Threshold: Whispers of Fukushima: Unlike the United States, where the population has always moved with frequency, people in other countries, including Japan, feel very tied to the place of their birth; where their ancestors called ‘home.’ So it is with great difficulty that people have left their homes in the Fukushima area after the nuclear disaster of 2011. But many stayed or have returned, and this is a film celebrating the joys of their lives and what gives them the strength to remain.
I Am Still Alive: After being shot by Israeli soldiers while observing a peaceful protest by the wall, a Palestinian teen finds meaning and peace by training in acrobatics as a performer in a traveling circus.

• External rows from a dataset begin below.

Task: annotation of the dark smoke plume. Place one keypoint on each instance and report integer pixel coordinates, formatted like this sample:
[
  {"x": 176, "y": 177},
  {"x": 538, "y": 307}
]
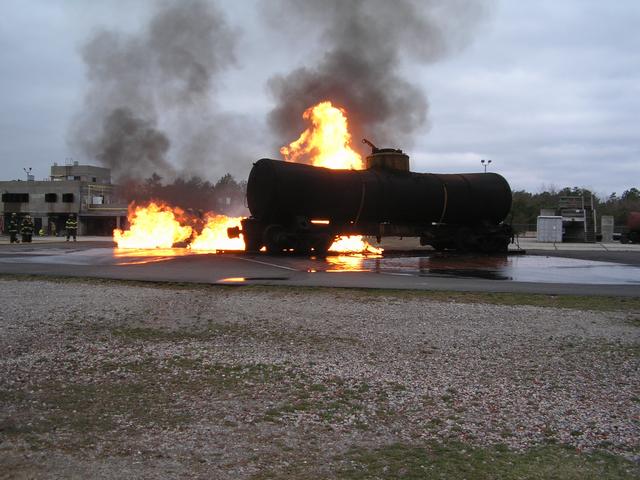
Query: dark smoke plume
[
  {"x": 365, "y": 43},
  {"x": 149, "y": 92}
]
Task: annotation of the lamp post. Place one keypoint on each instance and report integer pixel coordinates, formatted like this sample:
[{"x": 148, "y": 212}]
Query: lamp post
[{"x": 485, "y": 164}]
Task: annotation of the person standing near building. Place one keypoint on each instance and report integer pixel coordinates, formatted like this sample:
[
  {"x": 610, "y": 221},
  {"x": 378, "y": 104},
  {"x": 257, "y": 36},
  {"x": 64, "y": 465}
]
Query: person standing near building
[
  {"x": 26, "y": 229},
  {"x": 13, "y": 229},
  {"x": 71, "y": 226}
]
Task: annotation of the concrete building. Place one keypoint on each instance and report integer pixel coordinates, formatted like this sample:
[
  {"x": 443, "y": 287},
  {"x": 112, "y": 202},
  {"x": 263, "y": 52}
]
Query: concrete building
[{"x": 83, "y": 190}]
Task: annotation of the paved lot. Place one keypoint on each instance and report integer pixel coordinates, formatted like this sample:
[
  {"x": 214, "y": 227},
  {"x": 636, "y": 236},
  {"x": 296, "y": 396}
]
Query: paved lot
[{"x": 595, "y": 269}]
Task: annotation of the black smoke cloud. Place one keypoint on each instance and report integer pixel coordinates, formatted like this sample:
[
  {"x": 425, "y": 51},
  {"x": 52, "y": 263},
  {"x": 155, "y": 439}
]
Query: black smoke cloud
[
  {"x": 151, "y": 92},
  {"x": 365, "y": 43}
]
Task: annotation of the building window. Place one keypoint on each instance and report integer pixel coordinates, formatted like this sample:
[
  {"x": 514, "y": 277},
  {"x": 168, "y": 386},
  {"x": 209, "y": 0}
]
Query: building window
[{"x": 15, "y": 197}]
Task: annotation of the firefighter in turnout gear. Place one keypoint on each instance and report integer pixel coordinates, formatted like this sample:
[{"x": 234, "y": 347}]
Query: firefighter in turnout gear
[
  {"x": 13, "y": 229},
  {"x": 71, "y": 226},
  {"x": 26, "y": 229}
]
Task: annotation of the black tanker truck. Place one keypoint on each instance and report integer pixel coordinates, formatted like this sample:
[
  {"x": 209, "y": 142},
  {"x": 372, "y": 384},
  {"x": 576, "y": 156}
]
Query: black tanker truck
[{"x": 301, "y": 208}]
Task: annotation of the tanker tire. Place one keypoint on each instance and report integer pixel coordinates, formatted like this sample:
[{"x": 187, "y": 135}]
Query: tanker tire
[
  {"x": 252, "y": 244},
  {"x": 270, "y": 239}
]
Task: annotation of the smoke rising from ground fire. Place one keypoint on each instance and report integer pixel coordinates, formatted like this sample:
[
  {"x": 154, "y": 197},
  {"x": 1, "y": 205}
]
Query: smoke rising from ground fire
[
  {"x": 365, "y": 42},
  {"x": 172, "y": 67}
]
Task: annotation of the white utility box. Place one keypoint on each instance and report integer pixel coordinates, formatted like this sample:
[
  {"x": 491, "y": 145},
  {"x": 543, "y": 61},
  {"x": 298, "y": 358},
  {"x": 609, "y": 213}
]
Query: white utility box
[{"x": 549, "y": 229}]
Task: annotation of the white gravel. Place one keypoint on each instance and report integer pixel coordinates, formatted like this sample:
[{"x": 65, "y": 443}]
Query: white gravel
[{"x": 109, "y": 380}]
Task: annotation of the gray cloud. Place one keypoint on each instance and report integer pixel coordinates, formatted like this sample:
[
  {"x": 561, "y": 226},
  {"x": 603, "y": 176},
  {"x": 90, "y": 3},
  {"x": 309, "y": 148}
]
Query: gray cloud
[
  {"x": 169, "y": 70},
  {"x": 547, "y": 89},
  {"x": 362, "y": 47}
]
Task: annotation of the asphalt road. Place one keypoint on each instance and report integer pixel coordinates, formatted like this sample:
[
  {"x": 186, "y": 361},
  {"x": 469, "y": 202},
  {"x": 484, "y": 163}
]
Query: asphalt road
[{"x": 548, "y": 271}]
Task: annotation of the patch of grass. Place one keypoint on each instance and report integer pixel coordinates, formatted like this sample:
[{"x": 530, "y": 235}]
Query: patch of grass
[
  {"x": 127, "y": 396},
  {"x": 334, "y": 401},
  {"x": 456, "y": 460}
]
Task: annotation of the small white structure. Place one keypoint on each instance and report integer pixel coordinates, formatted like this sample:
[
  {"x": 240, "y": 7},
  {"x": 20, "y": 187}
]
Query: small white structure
[
  {"x": 607, "y": 228},
  {"x": 549, "y": 229}
]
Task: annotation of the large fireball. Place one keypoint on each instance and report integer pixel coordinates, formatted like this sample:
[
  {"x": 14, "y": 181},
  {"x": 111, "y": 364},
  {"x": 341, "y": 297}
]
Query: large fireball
[
  {"x": 327, "y": 141},
  {"x": 152, "y": 226}
]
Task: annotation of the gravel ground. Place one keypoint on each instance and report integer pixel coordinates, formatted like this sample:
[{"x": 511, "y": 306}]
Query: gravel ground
[{"x": 109, "y": 380}]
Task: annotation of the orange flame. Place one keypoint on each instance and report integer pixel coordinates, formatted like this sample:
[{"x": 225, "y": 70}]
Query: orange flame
[
  {"x": 153, "y": 226},
  {"x": 159, "y": 226},
  {"x": 327, "y": 142},
  {"x": 354, "y": 243},
  {"x": 214, "y": 234}
]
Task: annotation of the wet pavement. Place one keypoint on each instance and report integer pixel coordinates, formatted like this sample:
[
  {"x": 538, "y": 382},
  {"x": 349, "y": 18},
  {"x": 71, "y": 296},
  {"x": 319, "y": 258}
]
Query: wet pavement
[{"x": 424, "y": 269}]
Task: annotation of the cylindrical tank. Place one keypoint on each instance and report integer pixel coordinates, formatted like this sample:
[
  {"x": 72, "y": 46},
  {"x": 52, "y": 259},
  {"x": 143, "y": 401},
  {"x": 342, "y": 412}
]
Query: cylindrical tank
[{"x": 278, "y": 191}]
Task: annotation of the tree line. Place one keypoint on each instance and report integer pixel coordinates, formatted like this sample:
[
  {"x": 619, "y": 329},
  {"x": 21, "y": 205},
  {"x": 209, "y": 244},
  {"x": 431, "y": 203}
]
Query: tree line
[
  {"x": 188, "y": 193},
  {"x": 526, "y": 206}
]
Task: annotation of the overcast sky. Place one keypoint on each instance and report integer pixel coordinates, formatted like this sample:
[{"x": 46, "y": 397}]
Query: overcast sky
[{"x": 548, "y": 90}]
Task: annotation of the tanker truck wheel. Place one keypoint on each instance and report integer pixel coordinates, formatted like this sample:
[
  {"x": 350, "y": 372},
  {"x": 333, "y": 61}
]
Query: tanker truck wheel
[
  {"x": 321, "y": 245},
  {"x": 273, "y": 239},
  {"x": 252, "y": 244}
]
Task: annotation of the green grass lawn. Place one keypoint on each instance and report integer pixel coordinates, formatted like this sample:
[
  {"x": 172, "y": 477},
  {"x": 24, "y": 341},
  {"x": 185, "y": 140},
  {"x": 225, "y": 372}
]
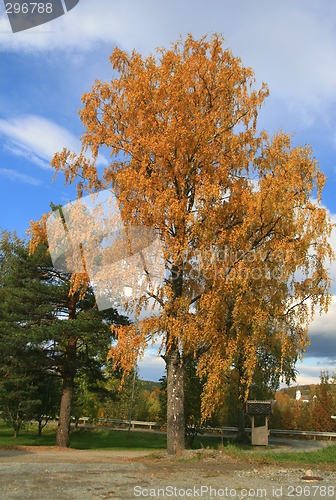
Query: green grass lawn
[
  {"x": 84, "y": 439},
  {"x": 102, "y": 439}
]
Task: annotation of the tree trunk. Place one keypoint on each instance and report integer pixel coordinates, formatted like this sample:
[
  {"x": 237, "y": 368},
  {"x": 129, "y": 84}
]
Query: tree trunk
[
  {"x": 241, "y": 436},
  {"x": 63, "y": 430},
  {"x": 175, "y": 402}
]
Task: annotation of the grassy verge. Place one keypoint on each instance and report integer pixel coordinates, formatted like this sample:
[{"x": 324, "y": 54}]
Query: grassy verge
[
  {"x": 324, "y": 456},
  {"x": 102, "y": 439},
  {"x": 84, "y": 439}
]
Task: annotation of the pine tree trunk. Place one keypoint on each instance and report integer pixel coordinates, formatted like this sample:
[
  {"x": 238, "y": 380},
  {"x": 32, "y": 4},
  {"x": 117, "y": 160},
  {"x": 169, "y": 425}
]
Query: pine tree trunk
[
  {"x": 63, "y": 430},
  {"x": 241, "y": 436},
  {"x": 175, "y": 402}
]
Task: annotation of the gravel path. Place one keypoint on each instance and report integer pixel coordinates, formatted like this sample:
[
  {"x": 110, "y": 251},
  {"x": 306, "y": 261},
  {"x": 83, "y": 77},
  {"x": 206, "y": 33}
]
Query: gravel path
[{"x": 56, "y": 474}]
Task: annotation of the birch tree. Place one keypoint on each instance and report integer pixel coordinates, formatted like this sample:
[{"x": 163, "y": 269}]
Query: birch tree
[{"x": 226, "y": 201}]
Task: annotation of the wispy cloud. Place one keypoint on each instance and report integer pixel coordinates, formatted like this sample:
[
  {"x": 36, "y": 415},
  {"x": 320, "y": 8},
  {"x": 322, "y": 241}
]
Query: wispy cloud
[
  {"x": 289, "y": 45},
  {"x": 17, "y": 176},
  {"x": 35, "y": 138}
]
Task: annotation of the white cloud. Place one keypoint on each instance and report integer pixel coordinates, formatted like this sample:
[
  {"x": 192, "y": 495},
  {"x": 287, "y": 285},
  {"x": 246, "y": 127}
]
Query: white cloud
[
  {"x": 35, "y": 138},
  {"x": 17, "y": 176},
  {"x": 291, "y": 45},
  {"x": 151, "y": 367}
]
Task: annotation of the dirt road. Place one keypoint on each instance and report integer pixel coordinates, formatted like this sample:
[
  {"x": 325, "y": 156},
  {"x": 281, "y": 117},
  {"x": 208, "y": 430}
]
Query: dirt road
[{"x": 55, "y": 474}]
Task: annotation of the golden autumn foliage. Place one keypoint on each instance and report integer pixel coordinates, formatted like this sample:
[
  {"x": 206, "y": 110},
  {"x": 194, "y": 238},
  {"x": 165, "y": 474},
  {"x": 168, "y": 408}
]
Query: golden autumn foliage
[{"x": 244, "y": 243}]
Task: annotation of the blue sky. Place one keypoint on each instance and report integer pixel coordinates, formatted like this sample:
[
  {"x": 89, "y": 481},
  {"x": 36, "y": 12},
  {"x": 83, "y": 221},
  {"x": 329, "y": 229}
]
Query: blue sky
[{"x": 45, "y": 70}]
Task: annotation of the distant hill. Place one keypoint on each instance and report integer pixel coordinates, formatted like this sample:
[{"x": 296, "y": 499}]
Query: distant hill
[
  {"x": 148, "y": 385},
  {"x": 309, "y": 390}
]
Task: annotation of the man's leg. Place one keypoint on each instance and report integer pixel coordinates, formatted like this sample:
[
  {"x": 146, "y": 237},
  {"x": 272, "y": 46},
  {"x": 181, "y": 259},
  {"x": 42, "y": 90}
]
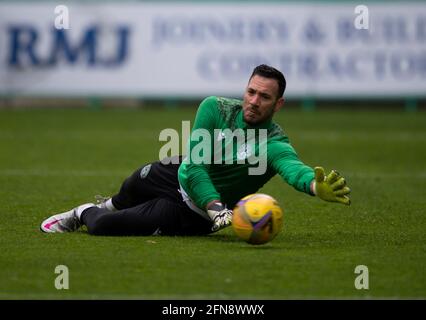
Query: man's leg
[{"x": 157, "y": 216}]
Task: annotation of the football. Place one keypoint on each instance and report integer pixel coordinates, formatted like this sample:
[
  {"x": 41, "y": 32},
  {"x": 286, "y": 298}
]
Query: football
[{"x": 257, "y": 218}]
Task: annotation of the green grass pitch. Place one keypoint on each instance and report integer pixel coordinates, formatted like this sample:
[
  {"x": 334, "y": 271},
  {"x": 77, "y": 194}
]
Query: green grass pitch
[{"x": 52, "y": 160}]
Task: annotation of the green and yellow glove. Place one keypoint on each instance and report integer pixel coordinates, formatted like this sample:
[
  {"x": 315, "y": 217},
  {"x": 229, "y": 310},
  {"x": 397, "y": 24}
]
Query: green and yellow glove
[{"x": 331, "y": 187}]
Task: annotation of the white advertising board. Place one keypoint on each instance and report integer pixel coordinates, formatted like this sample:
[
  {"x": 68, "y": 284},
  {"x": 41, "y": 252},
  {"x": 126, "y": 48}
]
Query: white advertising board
[{"x": 194, "y": 49}]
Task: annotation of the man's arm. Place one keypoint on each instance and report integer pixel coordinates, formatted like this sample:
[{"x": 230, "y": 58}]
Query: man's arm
[
  {"x": 331, "y": 187},
  {"x": 285, "y": 161},
  {"x": 194, "y": 176}
]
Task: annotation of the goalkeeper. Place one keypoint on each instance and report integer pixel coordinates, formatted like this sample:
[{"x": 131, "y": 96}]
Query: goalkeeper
[{"x": 182, "y": 196}]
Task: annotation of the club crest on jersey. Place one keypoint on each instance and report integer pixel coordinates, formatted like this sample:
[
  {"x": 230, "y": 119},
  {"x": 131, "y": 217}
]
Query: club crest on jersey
[
  {"x": 244, "y": 151},
  {"x": 145, "y": 170}
]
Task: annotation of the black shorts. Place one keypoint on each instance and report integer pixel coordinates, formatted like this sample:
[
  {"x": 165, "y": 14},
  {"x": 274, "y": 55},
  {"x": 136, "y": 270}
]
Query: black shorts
[{"x": 149, "y": 202}]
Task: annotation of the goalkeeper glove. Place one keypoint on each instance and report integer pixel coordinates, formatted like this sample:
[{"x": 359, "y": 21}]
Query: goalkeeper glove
[
  {"x": 220, "y": 215},
  {"x": 331, "y": 187}
]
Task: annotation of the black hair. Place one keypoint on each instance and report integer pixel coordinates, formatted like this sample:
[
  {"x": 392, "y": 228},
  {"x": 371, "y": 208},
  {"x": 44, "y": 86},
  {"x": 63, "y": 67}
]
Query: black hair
[{"x": 270, "y": 72}]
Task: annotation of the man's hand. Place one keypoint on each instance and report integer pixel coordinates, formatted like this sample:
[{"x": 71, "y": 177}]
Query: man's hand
[
  {"x": 331, "y": 187},
  {"x": 220, "y": 215}
]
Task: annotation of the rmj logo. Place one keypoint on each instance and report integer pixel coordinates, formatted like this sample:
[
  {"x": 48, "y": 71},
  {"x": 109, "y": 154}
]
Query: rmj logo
[{"x": 95, "y": 45}]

America 1979: A 9 year old Iranian American and her family deal with prejudice and hatred in the immediate aftermath of the Iran hostage crisis of 1979
Out of the Shadows: Kat Chu is just one of thousands of children brought to the U.S. without papers by a parent or, in her case, grandparent. But her struggles, fears, shame and hopes are widely shared by that community. This short film chronicles her coming of age and to terms with her situation, spurred on by advocacy of the DREAM Act.
Inheritance: A son returns to the farm to help his parents keep the farm profitable only to have the Fukushima disaster completely up-end their progress. Despondent, the father commits suicide. The film is the son’s reflection on the entire situation.
Paths of Glory: During World War 1, a French commanding officer order his subordinate to attack a German trench position, offering a promotion as an incentive. Though the mission is foolhardy to the point of suicide the subordinate orders his own subordinate, Colonel Dax, played by Kirk Douglas, to plan the attack. When it ends in disaster the commander demands the court-martial and execution of three random soldiers in order to save face.
Pictures from Hiroshima Schoolyard: A collection of surprisingly joyful drawings created by school children living among the ruins of Hiroshima in 1947 becomes the heart of this inspiring story about an exchange of gifts between American and Japanese after a devastating war. This film about the power of gift introduces us to the children artists, now in their late 70s, who reflect on their early lives amidst the rubble of their destoryed city and the hope they shared through the art.
Beyond the Divide: In Missoula, Montana, a mysterious graffiti peace symbol inflamed an enduring animosity, dividing a community for decades. Through the courageous acts of a Vietnam veteran and a peace advocate, this film illuminates a path to healing old wounds and demonstrates authentic peace building. The story inspires audiences to take courageous first steps to reach beyond polarization in search of what unites us instead of what divides us.
dRaw not War: Teenagers from both sides of three conflict zones are brought together to draw what peace looks like.